According to a new report from Wood Mackenzie, 25 GW of new capacity was added to the U.S. funnel in the final quarter of 2025. Despite the quarterly slowdown, the year closed with a disclosed pipeline of 241 GW, representing a 159% increase from the start of the year.
Approximately 33% of the total pipeline is currently under active development. However, the market is struggling to keep pace with new commitments as load queue constraints weigh on developers. This supply-demand mismatch is forcing a shift in contracting, as AI data centers rewrite the solar PPA playbook to prioritize speed-to-market and firm power over the lowest possible strike price.
“Developers shifted to focusing on the existing pipeline at the end of last year as opposed to new projects,” said Ben Hertz-Shargel, global head of grid edge for Wood Mackenzie. “Much of the planned capacity belongs to new developers with a small number of massive, speculative projects, disproportionately targeting the South and Southwest.”
Capex and cost dynamics
Capital expenditure growth from the largest developers is projected to decelerate in 2026, marking the first slowdown since 2023. Major developers are expected to invest $94 billion more than in 2025, which represents only 58% of last year’s growth rate.
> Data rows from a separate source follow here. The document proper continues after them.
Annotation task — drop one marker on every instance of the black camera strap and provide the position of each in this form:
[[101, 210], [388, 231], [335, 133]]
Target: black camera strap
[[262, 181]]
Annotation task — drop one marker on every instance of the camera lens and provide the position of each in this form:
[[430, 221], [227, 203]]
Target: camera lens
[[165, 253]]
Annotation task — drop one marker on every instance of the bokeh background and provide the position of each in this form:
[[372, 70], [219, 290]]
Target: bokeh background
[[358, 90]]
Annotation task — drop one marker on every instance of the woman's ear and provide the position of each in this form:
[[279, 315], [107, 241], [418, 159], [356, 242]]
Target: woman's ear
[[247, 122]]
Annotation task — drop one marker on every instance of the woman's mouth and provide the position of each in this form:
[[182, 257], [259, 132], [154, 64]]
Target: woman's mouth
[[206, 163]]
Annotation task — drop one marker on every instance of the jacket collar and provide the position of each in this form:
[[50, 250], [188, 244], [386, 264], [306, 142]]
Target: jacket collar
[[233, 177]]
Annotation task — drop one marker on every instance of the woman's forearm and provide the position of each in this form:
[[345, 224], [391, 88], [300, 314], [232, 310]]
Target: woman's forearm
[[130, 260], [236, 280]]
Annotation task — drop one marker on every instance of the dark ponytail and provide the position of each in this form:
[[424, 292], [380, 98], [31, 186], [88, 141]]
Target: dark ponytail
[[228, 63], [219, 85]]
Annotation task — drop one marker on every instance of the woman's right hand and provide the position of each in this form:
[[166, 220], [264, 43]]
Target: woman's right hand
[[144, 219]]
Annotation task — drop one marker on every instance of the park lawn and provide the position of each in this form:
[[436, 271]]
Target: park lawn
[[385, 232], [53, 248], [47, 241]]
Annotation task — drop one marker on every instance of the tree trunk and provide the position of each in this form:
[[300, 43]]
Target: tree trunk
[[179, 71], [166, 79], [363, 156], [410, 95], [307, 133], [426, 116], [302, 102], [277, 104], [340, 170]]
The report noted a shift in cost structures. While per-megawatt costs declined in Q4 2025, rack power densification has caused costs per square foot to rise. This trend reflects an industry shift toward energy-dense facilities designed to maximize efficiency and reduce latency.
The high stakes of these projects have led to a surge in market activity, as U.S. solar-plus-storage M&A heats up with developers looking to acquire ready-to-build assets to satisfy hyperscaler demand.
Grid constraints and the “invisible” pipeline
The tension between data center demand and grid capacity is becoming more pronounced. Large load capacity with signed construction or supply agreements has reached 183 GW, equivalent to 22% of 2025 U.S. peak load. Utilities in ERCOT and PJM account for 72% of these large load commitments.
To bypass interconnection delays that can stretch beyond five years, developers are increasingly looking inside the massive private power grids being deployed in Texas and the Southwest. These “islanded” or behind-the-meter configurations allow for rapid deployment by avoiding the traditional utility queue.
Furthermore, on-site batteries accelerate grid access by allowing facilities to manage their own peak demand and provide frequency regulation, making them more “grid-friendly” to skeptical utilities.
Policy and operational risks
New policy proposals are shifting the success criteria for developers, favoring those with strong balance sheets and power expertise. The White House and PJM governors are reportedly aligned on market reforms, though details on a potential “backstop auction” remain unclear.
Interconnection rules proposed in SPP and ERCOT, including voltage ride-through requirements and curtailment exposure, pose further operational risks. NERC is currently working toward a national standard for ride-through compliance.
“New data centers must contract with new generation or face non-firm transmission service,” said Hertz-Shargel. “This creates diesel supply and generator runtime risk that could cause hesitation on data center development in these regions.”